VEN upgrade failed resulting in VEN being uninstalled (E-65979)
This issue is resolved. A failed upgrade can no longer result in the VEN being uninstalled.
Resolved Issues in Core 19.3.1+H4
Upgrading PCE Supercluster to 19.3.1 affected VEN pairing (E-67428)
After upgrading a PCE Supercluster deployment to 19.3.1, newly installed VENs failed to pair with the PCE. The PCE returned an HTTP 500 error when VENs attempted to pair with it. Eventually, the VENs did successfully pair. This issue is resolved. Upgrading the PCE to 19.3.1 no longer causes VENs to initially fail to pair or the PCE to return an HTTP 500 error.
Event exception appeared in the logs (E-67188) The following exception could appear in the logs:
Exception: ERROR: column "timestamp" is of type timestamp without time zone but expression is of type character varying
This exception could also cause PCE event pruning to fail. This issue occurred because the order of the timestamp column in the PCE database tables changed between releases. This issue is resolved. The timestamp column exception no longer appears in the logs or affects event pruning.

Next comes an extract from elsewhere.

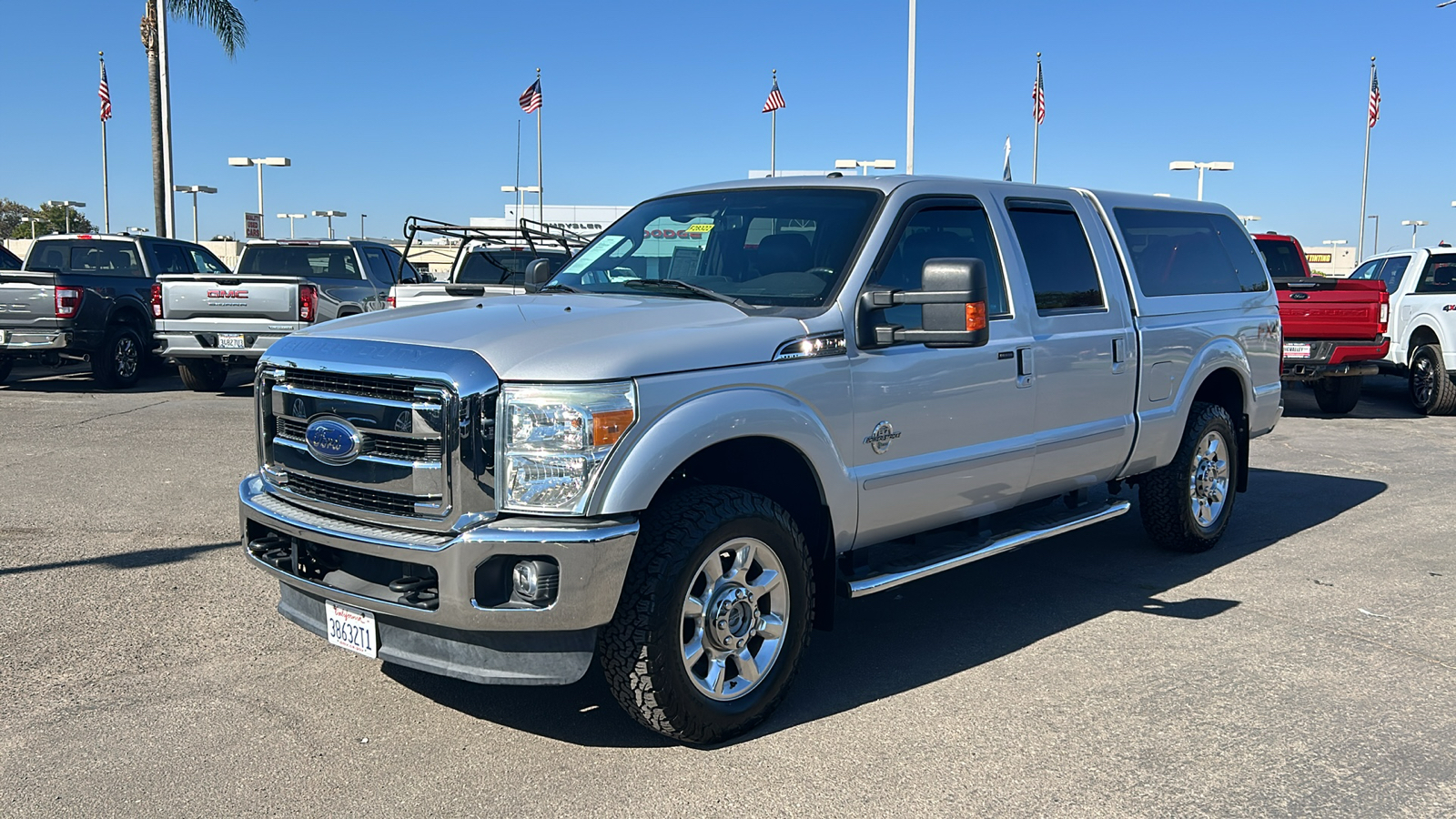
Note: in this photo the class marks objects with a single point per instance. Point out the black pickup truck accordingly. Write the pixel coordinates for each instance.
(91, 298)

PCE Resolved Issues in 19.3.1
Adding more than 25 labels to a label group required multiple steps (E-64818)
When creating a label group, you use the drop down list in the Add Member tab to select the labels you want to be part of the group. The list showed a maximum of 25 labels, even when more than 25 labels existed. This happened because the internal API that populates this list had a limit of 25 items. This issue is resolved. List that have more than 25 labels are correctly displayed in the PCE web console.

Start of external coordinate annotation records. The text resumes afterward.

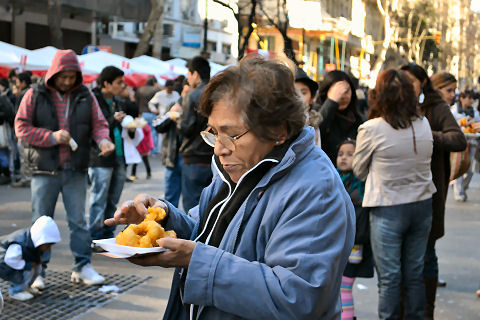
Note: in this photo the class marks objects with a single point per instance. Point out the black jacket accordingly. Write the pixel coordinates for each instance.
(30, 254)
(108, 112)
(336, 126)
(6, 110)
(171, 140)
(46, 160)
(189, 126)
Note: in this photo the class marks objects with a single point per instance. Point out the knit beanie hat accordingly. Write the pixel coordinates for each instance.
(44, 230)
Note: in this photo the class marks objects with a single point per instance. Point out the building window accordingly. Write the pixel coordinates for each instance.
(211, 46)
(168, 30)
(226, 48)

PCE does not provide feedback when a user labels a new workload (E-60188, E-64996) When a user is assigned the Workload Manager role with a defined scope, the PCE did not provide feedback when the user attempted to label a new workload outside their assigned scopes. When clicking Save, nothing happened and no warnings were provided. This issue has been resolved.
Manually modifying CSRF token in HTTP request resulted in 500 error (E-61217)
Manually modifying CSRF token resulted in a 500 Internal Server error when the PCE should have returned a 400 error. This was a usability issue only. This issue is now resolved.
• • • • • • • • •
PCE failed to start following upgrade to 19.3.x (E-61753)
The PCE failed to start following an upgrade to 19.3.x with the following error: ERROR: Consul migration failed. See consul_migration.log file for details.
You needed to re-run the illumio-pce-ctl start command on all nodes to workaround the issue. This issue is resolved.
Unable to clear traffic counter for an App Group in the SaaS Illumination map (E-63273) Clearing the traffic counter for an App Group in the Illumination map displayed a 502 Bad Gateway error message. Caused by sharding of data across multiple Redis instances in the Illumio Secure Cloud instance. There is a single Redis instance in on-premises installations, so the issue does not arise there. This issue is resolved.
Repairing a NEN didn't correctly set the token hash of the associated NFC (E-64949)
When updating or changing the NEN configuration, the associated Network Function Control (NFC) received the wrong token hash and was unable to authorize with the PCE. This issue is resolved.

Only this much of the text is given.